Razzia im Rockermilieu – Mutmaßlicher Waffenhändler in U-Haft

Helmstedt.  Ein 54-Jähriger aus dem Helmstedter Rockermilieu wurde von Spezialkräften in Sachsen-Anhalt festgenommen. Bei den Waffen soll es um Pistolen gehen.

Beim Betreten eines Hofes in Schönebeck wurden die Einsatzkräfte unvermittelt durch einen Hund angegriffen.

Beim Betreten eines Hofes in Schönebeck wurden die Einsatzkräfte unvermittelt durch einen Hund angegriffen.

Foto: Christian Charisius / dpa-tmn

Ein 54 Jahre alter und einschlägig vorbestrafter Beschuldigter aus dem Raum Helmstedt steht im Zentrum von Ermittlungen wegen illegalen Waffenhandels, die die Staatsanwaltschaft Braunschweig gemeinsam mit der Zentralen Kriminalinspektion Braunschweig aufgenommen hat.

Gegen den Mann, der laut Staatsanwaltschaft früher führendes Mitglied eines inzwischen aufgelösten Helmstedter Motorradclubs war und daher dem Rockermilieu zuzuordnen sei, ist am Samstag Haftbefehl wegen des Verdachts des gewerbsmäßigen illegalen Handeltreibens mit Waffen in fünf Fällen erlassen worden. Es habe Fluchtgefahr bestanden, so die Staatsanwaltschaft.

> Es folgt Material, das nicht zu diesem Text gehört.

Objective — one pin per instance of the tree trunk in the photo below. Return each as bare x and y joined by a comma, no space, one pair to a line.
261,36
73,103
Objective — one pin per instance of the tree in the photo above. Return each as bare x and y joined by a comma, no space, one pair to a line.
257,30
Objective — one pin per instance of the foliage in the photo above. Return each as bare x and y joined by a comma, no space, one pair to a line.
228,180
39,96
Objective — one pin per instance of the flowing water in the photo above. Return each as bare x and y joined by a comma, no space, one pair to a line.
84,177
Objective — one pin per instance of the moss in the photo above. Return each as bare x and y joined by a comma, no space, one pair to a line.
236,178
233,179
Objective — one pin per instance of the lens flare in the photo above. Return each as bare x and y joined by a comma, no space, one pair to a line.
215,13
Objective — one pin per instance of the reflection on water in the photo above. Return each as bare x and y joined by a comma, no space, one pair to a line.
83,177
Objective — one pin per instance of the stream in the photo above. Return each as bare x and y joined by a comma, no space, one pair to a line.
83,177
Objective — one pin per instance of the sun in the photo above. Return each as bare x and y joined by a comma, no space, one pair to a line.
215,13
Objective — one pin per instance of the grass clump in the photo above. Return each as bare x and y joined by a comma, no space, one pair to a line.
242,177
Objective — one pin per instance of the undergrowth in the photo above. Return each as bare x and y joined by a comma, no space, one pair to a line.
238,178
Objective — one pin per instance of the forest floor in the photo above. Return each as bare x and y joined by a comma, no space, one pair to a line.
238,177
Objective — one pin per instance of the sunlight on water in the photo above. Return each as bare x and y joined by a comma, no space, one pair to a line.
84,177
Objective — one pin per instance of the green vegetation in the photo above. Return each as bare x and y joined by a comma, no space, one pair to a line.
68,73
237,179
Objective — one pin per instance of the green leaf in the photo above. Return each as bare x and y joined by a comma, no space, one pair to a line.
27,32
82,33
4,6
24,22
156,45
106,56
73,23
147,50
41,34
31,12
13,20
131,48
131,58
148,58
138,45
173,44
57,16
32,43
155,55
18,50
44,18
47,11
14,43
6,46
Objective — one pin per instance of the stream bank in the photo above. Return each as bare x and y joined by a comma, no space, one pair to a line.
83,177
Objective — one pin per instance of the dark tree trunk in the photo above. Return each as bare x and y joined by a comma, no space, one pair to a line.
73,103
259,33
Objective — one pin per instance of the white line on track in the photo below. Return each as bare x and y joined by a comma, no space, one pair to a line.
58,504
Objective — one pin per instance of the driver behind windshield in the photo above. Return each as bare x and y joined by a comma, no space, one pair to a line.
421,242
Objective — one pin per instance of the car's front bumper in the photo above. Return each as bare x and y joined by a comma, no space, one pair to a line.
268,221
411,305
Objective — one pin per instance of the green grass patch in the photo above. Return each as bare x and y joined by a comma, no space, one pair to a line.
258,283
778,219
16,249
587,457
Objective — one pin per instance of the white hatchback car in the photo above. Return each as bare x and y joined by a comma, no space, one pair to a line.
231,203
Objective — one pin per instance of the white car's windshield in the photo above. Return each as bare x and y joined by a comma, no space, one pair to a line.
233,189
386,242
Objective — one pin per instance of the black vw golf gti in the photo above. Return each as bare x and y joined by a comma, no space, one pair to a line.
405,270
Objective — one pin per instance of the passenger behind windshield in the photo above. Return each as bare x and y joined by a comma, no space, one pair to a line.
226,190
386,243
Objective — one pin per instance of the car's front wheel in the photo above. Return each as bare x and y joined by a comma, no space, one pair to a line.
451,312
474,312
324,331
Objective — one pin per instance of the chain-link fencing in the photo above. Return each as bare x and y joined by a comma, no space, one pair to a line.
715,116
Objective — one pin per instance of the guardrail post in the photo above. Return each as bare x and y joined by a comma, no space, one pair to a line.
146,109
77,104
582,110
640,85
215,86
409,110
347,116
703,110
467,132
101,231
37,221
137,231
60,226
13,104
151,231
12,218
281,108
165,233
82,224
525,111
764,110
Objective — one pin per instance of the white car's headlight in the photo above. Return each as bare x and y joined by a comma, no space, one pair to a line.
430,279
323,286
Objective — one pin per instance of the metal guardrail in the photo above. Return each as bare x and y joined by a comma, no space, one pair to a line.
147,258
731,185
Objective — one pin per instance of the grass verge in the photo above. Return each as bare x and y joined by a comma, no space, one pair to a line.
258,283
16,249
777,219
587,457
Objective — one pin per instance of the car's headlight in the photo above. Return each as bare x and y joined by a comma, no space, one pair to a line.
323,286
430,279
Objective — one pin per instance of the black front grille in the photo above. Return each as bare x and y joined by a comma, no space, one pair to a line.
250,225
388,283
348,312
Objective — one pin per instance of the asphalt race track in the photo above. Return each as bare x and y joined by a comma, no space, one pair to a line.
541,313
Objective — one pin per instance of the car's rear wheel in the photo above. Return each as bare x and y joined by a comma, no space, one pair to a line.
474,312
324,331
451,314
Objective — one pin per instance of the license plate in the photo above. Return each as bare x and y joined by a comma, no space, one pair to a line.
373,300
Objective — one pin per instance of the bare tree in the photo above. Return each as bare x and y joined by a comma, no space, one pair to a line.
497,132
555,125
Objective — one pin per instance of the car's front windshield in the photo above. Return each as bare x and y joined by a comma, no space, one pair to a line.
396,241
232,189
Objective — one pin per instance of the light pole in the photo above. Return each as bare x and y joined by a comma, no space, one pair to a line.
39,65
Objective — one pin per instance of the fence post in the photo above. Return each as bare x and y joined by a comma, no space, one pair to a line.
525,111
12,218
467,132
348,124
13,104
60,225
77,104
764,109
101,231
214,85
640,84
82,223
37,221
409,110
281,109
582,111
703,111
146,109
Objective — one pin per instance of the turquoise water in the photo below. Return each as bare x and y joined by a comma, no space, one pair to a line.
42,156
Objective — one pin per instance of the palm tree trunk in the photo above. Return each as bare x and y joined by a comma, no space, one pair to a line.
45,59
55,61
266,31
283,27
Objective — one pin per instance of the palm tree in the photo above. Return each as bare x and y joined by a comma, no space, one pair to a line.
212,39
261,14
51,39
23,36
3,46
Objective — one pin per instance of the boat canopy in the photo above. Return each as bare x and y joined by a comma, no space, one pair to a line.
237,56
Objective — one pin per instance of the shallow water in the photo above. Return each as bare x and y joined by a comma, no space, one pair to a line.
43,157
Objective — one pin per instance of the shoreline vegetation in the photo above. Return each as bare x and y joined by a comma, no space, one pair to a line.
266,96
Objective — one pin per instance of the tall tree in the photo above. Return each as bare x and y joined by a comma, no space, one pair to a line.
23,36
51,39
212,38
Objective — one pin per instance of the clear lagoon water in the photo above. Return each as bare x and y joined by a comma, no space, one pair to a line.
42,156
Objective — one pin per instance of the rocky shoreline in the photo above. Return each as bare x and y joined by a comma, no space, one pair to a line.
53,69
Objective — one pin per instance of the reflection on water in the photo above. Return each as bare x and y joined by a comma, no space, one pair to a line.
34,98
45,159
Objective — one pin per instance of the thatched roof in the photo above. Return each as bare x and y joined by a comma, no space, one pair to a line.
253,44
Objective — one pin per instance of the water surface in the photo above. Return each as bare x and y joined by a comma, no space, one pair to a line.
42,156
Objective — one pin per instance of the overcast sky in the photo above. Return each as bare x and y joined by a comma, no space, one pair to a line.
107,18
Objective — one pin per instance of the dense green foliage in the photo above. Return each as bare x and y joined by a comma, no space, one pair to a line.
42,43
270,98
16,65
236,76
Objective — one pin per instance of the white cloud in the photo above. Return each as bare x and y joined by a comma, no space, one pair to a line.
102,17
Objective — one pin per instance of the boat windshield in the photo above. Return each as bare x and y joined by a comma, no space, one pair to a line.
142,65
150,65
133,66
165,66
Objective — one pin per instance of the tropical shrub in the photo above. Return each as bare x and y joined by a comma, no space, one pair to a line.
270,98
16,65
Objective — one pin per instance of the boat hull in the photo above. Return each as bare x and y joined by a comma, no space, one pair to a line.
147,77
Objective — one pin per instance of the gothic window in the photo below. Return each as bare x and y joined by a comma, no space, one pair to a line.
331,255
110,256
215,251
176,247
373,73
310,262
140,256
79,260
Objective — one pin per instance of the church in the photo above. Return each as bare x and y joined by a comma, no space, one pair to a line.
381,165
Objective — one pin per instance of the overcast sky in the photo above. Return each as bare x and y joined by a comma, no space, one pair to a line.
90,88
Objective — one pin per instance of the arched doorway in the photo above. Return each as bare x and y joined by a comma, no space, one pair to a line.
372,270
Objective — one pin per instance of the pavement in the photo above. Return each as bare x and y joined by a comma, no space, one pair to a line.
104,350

Festnahme in Sachsen-Anhalt

Bei den Waffen soll es um Pistolen gehen. Nach umfangreichen Ermittlungen ist es am vergangenen Freitag zu einem Zugriff durch Spezialkräfte der Polizei in Schönebeck in Sachsen-Anhalt gekommen. „Bei dem Objekt hat es sich um das Clubheim eines örtlichen Motorradclubs gehandelt“, erklärte Pressesprecher Hans Christian Wolters auf Anfrage. Im Fahrzeug des 54-Jährigen seien fünf scharfe Schusswaffen tschechischen Fabrikats sichergestellt worden, so Wolters weiter.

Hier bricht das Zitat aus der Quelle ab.